By Dhirendra Tripathi
Investing.com – General Motors stock (NYSE:GM) fell over 7% Wednesday as the carmaker warned of semiconductor shortages, higher raw material prices and supply chain challenges even as it raised its forecast for the year.
The company lost market share in almost all segments and all geographies barring one and that weighed on the stock too. However, its share of the U.S. market for trucks rose to 31.2% from 30% a year ago.
It called the semiconductor shortage situation “fluid” and said it will look to prioritize products that have the highest-demand and are capacity-constrained.
The company expects to lose production of about 100,000 vehicles in North America in the second half while it anticipates commodity costs to rise by $1.5 billion-$2.0 billion, according to Reuters.
GM is not alone in suffering from semiconductor shortage. It has troubled almost all carmakers last one year as the pandemic-induced lockdowns in various parts of the world disrupted supply chains.

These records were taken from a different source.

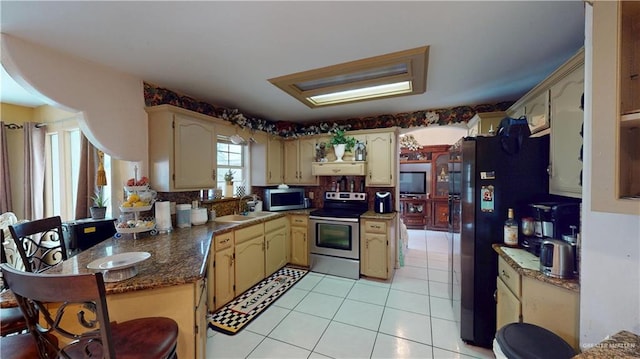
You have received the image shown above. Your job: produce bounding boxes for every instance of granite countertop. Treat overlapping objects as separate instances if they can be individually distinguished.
[492,243,580,293]
[574,330,640,359]
[0,210,296,307]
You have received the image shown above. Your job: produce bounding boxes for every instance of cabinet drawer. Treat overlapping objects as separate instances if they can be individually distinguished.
[264,217,287,233]
[498,257,521,298]
[364,221,387,234]
[213,232,233,251]
[291,216,309,227]
[235,223,264,244]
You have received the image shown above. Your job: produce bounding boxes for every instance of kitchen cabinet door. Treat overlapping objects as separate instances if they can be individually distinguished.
[250,134,284,186]
[360,219,395,279]
[173,115,217,190]
[264,217,289,277]
[213,247,236,309]
[520,276,580,350]
[549,65,584,198]
[235,235,265,294]
[290,216,309,267]
[433,200,449,229]
[284,138,318,185]
[365,132,398,187]
[496,277,521,330]
[147,105,217,192]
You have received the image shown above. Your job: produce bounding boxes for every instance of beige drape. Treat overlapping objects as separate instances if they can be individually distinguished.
[0,121,13,213]
[75,134,98,219]
[23,122,46,220]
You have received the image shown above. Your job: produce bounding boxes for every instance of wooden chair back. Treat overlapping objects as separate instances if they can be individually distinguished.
[9,216,67,273]
[0,263,115,358]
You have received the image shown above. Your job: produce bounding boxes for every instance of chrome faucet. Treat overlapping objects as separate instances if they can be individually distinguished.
[238,194,255,214]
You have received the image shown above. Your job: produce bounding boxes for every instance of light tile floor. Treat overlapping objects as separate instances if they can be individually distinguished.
[207,230,494,358]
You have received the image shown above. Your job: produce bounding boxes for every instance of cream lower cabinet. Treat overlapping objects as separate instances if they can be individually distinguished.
[496,258,580,350]
[360,219,395,279]
[495,257,522,331]
[289,215,309,267]
[283,138,318,186]
[147,105,217,192]
[521,276,580,350]
[207,232,236,310]
[264,217,289,277]
[235,223,265,295]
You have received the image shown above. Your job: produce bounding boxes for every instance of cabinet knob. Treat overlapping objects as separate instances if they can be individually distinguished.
[502,269,511,279]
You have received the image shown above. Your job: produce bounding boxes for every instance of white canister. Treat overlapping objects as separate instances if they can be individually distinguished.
[191,208,207,226]
[176,204,191,228]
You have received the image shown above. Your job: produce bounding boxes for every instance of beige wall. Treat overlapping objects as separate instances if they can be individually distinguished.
[401,125,468,146]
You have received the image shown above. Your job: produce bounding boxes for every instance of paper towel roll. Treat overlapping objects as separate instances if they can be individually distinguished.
[155,201,171,232]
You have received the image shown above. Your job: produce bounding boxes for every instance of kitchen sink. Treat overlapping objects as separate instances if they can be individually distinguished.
[216,212,277,223]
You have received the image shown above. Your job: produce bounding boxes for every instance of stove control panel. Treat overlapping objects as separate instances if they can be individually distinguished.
[324,192,367,201]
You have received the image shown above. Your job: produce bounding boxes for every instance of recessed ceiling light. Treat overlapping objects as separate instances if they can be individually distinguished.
[269,46,429,108]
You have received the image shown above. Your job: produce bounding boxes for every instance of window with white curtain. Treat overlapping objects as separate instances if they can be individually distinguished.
[44,121,111,221]
[216,136,249,193]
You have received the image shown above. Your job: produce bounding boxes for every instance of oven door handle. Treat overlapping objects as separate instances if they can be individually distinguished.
[309,216,360,223]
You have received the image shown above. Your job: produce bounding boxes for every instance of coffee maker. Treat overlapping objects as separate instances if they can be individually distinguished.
[529,202,580,239]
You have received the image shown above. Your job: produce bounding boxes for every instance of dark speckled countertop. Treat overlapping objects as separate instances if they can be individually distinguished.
[492,243,580,293]
[574,330,640,359]
[0,210,294,307]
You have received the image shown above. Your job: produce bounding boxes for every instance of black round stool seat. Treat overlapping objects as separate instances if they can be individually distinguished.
[496,323,576,359]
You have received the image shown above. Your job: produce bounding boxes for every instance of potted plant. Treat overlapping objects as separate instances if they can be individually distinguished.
[329,129,356,162]
[89,186,108,219]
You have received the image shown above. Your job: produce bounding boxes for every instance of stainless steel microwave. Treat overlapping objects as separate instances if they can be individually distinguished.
[264,188,305,211]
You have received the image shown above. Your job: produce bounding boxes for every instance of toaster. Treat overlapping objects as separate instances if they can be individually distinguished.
[540,239,575,278]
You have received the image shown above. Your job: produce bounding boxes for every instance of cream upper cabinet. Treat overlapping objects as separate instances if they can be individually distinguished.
[365,131,398,187]
[264,217,289,277]
[283,138,318,185]
[147,105,217,192]
[585,1,640,216]
[549,63,584,198]
[250,132,284,186]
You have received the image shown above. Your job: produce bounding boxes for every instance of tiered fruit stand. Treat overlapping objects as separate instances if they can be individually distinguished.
[115,171,158,239]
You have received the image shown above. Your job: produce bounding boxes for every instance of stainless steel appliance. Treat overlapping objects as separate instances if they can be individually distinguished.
[264,188,305,212]
[449,136,549,348]
[373,192,393,213]
[540,239,575,278]
[309,192,368,279]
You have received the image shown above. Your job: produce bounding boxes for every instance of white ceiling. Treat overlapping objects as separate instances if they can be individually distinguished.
[0,0,584,123]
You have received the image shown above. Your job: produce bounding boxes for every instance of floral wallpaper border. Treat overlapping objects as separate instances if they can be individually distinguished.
[144,82,514,138]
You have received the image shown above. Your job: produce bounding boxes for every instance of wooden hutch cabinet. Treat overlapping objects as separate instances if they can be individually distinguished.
[400,145,450,231]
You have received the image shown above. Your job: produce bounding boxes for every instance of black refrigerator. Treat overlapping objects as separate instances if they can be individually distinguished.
[449,135,549,348]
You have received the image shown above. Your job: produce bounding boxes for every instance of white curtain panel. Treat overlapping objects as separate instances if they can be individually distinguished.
[0,121,13,213]
[24,122,46,220]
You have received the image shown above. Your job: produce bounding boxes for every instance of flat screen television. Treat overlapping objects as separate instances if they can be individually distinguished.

Factories have been shut and production curtailed.
Prices of steel, rubber, glass and almost all inputs have risen. Shipping too has suffered.
Nonetheless, the company now expects full-year EBIT-adjusted in the range of $11.5 billion to $13.5 billion, compared to $10 billion-$11 billion previously.
According to Reuters, the more bullish outlook depends on GM having no vehicles stuck in inventory because of a lack of semiconductors.
Net income in the second quarter was $2.8 billion, or $1.90 a share, compared with a loss of $806 million, or 56 cents a share in the same period a year ago.